Patricia McInturff, director of the city's Human Services Department, said the rules were intended to apply to encampments that hit a "critical mass" of people, not small groups or single individuals illegally camping.

"Certainly, these people are welcome to go to a shelter," said McInturff, who is leaving the department this week. "But it doesn't trigger me calling an outreach team to go out to a neighborhood and post advanced notice for one person."

"How we deal with individuals is something that can be discussed in another setting -- and may or may not be," McInturff said. "But this policy is about encampments."

This is all quite clarifying.

Tim Burgess appears to have closed ranks with the Mayor on this one, despite the fact that none of the issues that once concerned him have been resolved. At least we now know where people stand.

McInturff''s retirement begins today, and her quotes are those of someone who is a) tired of lying, b) a good soldier to the end, and c) already ceasing to really give a crap. Most people I've talked to think there's a straight line between her taking the heat for Greg on this policy and her precipitously announced retirement plans. Many think that the good stuff that exists in this plan is her work, and that she stood up to the face of true evil, as represented by Tim Ceis and Marilyn Littlejohn.

As Patricia heads off into the sunset toward her Hawaii lanai, it scares me to know that, at some deep, carefully submerged level, she was what passes for an ally in this administration.

Serendipitously, the story appears online next to the Dalai Lama photo gallery.

Galloway got it right. She is my new hero. Journalism with integrity lives at the PI.

Monday, February 4, 2008

The Spiderwalk


Given the popularity of Marilyn Littlejohn's exorcism in my latest What Would Jesus Do poll, I thought I'd post the Spiderwalk scene from The Exorcist. I couldn't help but notice that Ellen Burstyn, as Regan's mom, bears more than a slight resemblance to Patricia McInturff. See the results of last week's poll here.

Thursday, January 31, 2008

The Jesus Strategy


Bill Kirlin-Hackett over at the Interfaith Taskforce on Homelessness has floated the idea that if the City persists in their aggressive campsite clearance policy, which seems more than likely, then the churches should embrace Tent Cities on their property to offer safety and support to those who are displaced. Call it a sanctuary strategy. I like it, so long as the strategy extends into an organizing campaign for a more humane and accountable City policy. I do wonder, however, how many churches and temples would sign on. Some of the most powerful and connected religious leaders in the City seem to be sitting this one out. Which brings us to our newest poll: What Would Jesus Do?

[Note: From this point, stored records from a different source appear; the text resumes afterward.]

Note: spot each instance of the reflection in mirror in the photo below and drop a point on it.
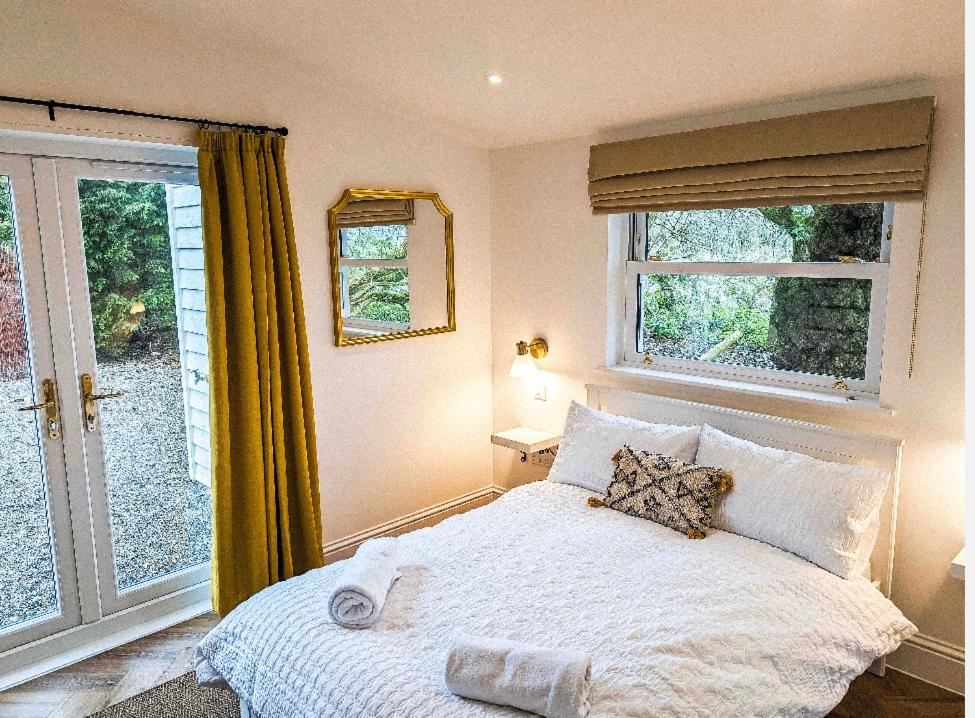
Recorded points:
(392, 262)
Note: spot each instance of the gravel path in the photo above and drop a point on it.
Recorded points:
(160, 517)
(26, 567)
(692, 348)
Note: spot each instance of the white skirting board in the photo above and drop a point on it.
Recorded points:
(932, 661)
(346, 546)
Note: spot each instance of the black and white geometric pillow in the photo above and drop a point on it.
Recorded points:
(665, 490)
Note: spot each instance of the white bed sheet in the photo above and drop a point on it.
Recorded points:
(726, 626)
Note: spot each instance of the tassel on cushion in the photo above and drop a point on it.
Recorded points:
(726, 481)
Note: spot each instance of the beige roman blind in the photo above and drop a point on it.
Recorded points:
(871, 153)
(376, 212)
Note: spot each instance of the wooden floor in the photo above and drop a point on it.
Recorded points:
(91, 685)
(94, 684)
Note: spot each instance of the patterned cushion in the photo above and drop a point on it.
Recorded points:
(665, 490)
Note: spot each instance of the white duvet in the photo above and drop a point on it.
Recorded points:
(726, 626)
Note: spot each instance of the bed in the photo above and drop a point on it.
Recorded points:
(727, 626)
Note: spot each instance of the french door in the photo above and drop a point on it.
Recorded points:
(104, 422)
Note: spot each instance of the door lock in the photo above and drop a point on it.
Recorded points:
(50, 408)
(89, 397)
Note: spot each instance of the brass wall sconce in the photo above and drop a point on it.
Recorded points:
(526, 352)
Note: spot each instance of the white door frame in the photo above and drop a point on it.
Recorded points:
(33, 272)
(69, 171)
(93, 623)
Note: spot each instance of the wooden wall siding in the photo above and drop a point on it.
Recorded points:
(186, 235)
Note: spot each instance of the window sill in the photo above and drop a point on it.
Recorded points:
(862, 404)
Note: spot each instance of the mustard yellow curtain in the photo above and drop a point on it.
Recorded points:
(266, 511)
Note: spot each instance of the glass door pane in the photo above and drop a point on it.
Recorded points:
(147, 421)
(37, 585)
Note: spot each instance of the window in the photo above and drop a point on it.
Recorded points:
(784, 295)
(374, 277)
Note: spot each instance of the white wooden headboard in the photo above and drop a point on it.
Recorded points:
(816, 440)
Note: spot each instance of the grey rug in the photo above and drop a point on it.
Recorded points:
(178, 698)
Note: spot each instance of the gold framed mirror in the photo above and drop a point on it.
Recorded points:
(392, 257)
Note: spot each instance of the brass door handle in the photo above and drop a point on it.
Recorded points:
(37, 407)
(89, 397)
(50, 407)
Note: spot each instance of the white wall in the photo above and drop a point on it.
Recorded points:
(549, 260)
(401, 425)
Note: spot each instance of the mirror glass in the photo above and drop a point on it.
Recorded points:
(392, 265)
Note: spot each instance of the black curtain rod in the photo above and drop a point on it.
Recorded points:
(53, 105)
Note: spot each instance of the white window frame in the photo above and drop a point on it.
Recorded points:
(359, 325)
(877, 272)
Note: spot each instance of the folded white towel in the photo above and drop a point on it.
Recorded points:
(551, 682)
(361, 588)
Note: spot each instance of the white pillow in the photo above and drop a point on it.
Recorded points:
(819, 510)
(590, 438)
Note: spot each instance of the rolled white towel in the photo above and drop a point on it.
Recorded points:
(361, 588)
(551, 682)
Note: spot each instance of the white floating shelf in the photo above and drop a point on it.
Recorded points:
(526, 440)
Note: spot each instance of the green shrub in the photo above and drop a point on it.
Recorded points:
(127, 251)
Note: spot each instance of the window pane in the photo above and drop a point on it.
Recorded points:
(801, 324)
(153, 348)
(28, 587)
(379, 294)
(387, 241)
(803, 233)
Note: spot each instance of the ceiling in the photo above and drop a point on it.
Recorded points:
(572, 67)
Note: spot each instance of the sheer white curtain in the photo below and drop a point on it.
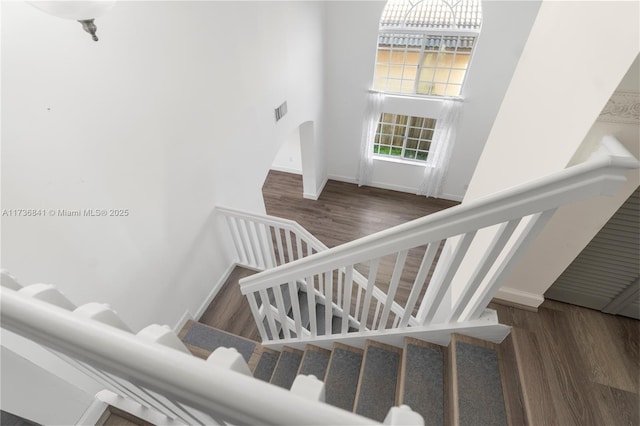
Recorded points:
(441, 147)
(369, 126)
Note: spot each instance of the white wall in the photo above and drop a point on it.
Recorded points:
(30, 392)
(506, 25)
(167, 116)
(289, 158)
(544, 119)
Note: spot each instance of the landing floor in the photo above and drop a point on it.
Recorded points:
(583, 365)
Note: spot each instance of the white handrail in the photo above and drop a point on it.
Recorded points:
(600, 175)
(239, 222)
(223, 394)
(524, 209)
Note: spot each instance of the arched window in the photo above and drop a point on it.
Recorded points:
(425, 47)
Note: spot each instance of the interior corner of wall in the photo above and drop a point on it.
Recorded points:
(520, 297)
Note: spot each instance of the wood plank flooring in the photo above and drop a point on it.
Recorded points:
(577, 366)
(345, 212)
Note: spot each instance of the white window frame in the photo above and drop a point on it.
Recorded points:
(425, 33)
(406, 138)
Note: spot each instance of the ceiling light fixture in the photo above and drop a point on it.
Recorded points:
(82, 11)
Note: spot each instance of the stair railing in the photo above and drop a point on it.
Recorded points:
(509, 219)
(154, 373)
(265, 242)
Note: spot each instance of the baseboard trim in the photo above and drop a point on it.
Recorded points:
(182, 322)
(286, 170)
(518, 298)
(214, 291)
(397, 188)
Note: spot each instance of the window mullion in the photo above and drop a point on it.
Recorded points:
(416, 83)
(406, 136)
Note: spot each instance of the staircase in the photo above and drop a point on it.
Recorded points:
(317, 315)
(458, 384)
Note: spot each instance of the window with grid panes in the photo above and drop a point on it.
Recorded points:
(425, 47)
(404, 137)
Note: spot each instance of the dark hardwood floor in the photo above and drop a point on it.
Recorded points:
(577, 366)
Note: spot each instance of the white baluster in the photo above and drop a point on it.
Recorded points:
(373, 271)
(267, 244)
(299, 247)
(346, 307)
(266, 306)
(295, 307)
(328, 298)
(237, 240)
(531, 230)
(258, 249)
(278, 235)
(393, 286)
(287, 236)
(439, 285)
(253, 304)
(421, 277)
(500, 239)
(282, 311)
(311, 302)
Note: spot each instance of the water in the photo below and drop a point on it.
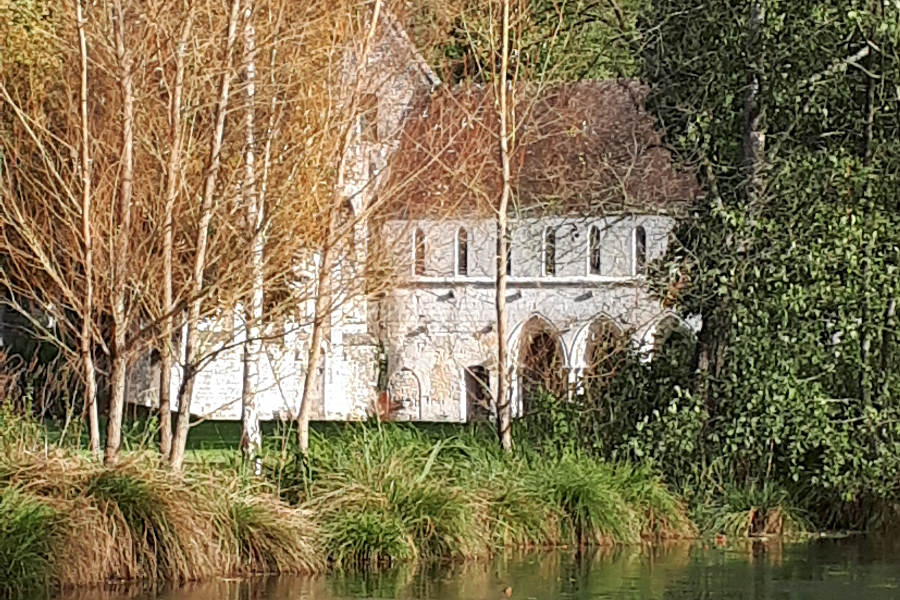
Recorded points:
(850, 569)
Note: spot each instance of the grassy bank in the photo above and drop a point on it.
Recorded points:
(67, 521)
(400, 493)
(367, 496)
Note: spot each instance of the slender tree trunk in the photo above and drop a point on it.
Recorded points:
(323, 305)
(865, 337)
(186, 392)
(322, 312)
(120, 326)
(87, 317)
(754, 138)
(504, 398)
(173, 173)
(251, 438)
(710, 353)
(887, 342)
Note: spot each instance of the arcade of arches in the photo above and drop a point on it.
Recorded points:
(544, 367)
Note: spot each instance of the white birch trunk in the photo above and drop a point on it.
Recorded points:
(504, 399)
(173, 172)
(87, 317)
(251, 438)
(122, 235)
(192, 353)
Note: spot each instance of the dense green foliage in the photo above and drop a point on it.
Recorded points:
(579, 39)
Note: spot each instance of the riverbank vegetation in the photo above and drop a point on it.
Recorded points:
(367, 496)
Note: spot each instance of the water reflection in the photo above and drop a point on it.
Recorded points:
(820, 570)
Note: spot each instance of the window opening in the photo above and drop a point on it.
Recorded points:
(640, 249)
(368, 117)
(594, 250)
(462, 252)
(419, 251)
(549, 252)
(478, 393)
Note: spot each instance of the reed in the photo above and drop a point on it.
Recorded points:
(393, 493)
(67, 521)
(367, 495)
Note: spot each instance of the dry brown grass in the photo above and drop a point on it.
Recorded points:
(138, 522)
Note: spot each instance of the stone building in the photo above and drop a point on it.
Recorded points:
(595, 198)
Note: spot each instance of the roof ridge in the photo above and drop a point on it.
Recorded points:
(400, 31)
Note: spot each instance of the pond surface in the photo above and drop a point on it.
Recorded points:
(851, 568)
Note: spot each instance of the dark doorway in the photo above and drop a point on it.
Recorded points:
(541, 364)
(605, 355)
(478, 394)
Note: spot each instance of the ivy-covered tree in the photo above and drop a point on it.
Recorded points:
(788, 113)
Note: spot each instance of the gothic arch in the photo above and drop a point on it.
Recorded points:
(581, 343)
(535, 334)
(520, 331)
(656, 333)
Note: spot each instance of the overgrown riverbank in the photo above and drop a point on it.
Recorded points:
(370, 496)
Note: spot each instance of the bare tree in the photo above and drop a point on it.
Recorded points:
(504, 399)
(173, 173)
(179, 440)
(121, 235)
(87, 353)
(324, 305)
(251, 439)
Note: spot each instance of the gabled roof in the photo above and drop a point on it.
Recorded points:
(395, 30)
(587, 148)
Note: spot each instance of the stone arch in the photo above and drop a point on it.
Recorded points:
(659, 330)
(582, 342)
(405, 392)
(602, 346)
(538, 358)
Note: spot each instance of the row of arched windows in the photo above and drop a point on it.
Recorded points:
(548, 252)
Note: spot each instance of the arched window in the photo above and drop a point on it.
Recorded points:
(640, 249)
(549, 252)
(419, 252)
(594, 250)
(462, 252)
(509, 255)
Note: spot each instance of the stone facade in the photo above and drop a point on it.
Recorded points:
(431, 336)
(440, 325)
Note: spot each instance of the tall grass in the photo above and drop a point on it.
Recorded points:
(67, 521)
(390, 493)
(366, 495)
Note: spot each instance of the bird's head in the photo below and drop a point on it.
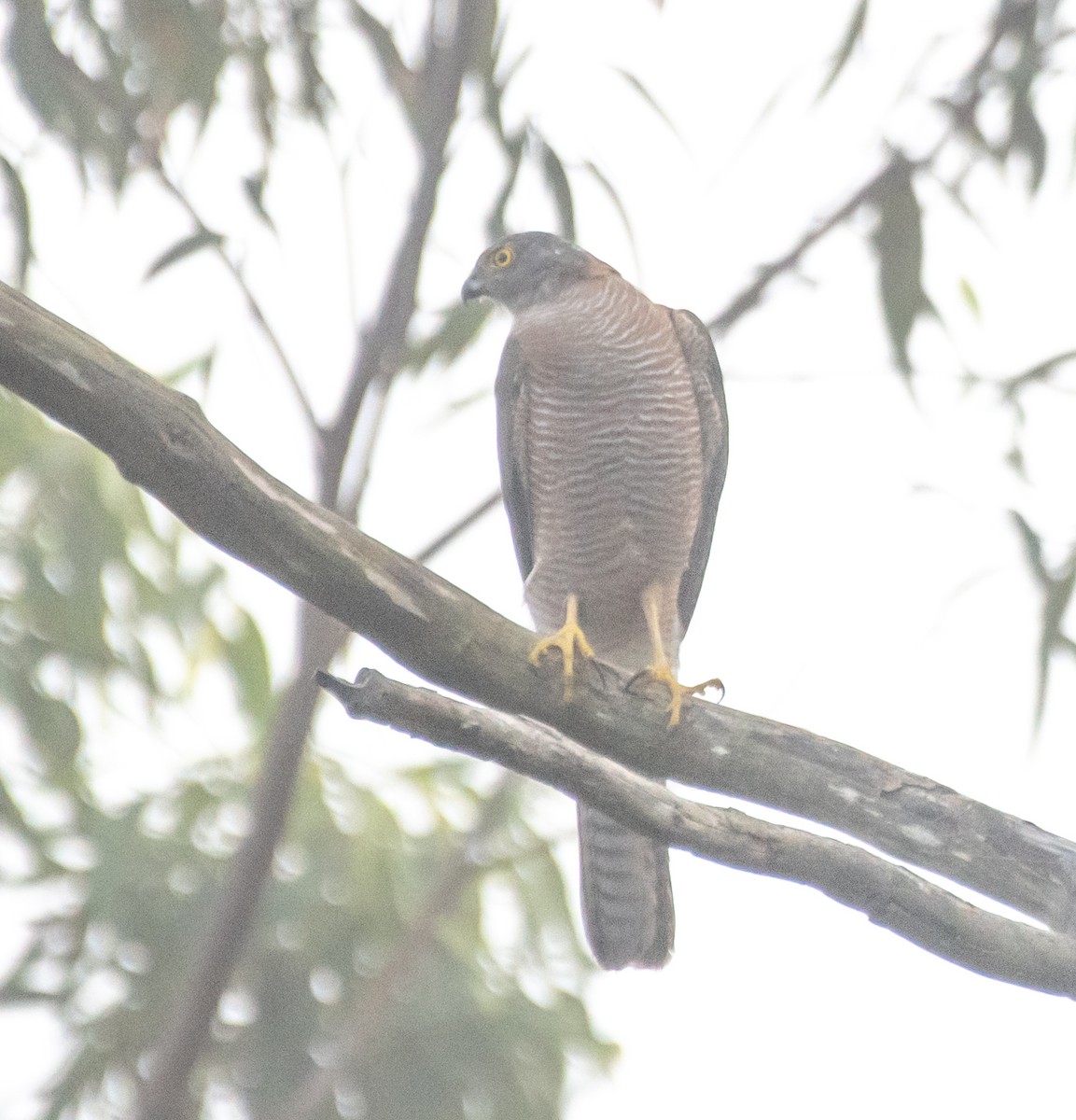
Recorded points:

So, imagine. Jesus comes to Seattle. He's drinking too much coffee and feeling a little damp. He sees the City chasing homeless people around the greenbelts and throwing away their survival gear. He swings into action. What's he do? Drive the demons from Marilyn Littlejohn? Join the United Way Board? Or does he organize and offer sanctuary? This is a capable, multi-tasking sort of Jesus, so you can choose more than one answer. As always, vote at top right.

Of the 826 visitors that week, a full 25 weighed in on this critical issue. 18 said Jesus would organize a sanctuary strategy. 12 said he would exorcise Marilyn Littlejohn. This is a pretty high number, given that most people don't know Littlejohn, but if you did, you'd understand. Just 4 thought that JC would come onto the United Way Board. I don't know that he'd much appreciate the company. He'd probably rather be with the poor.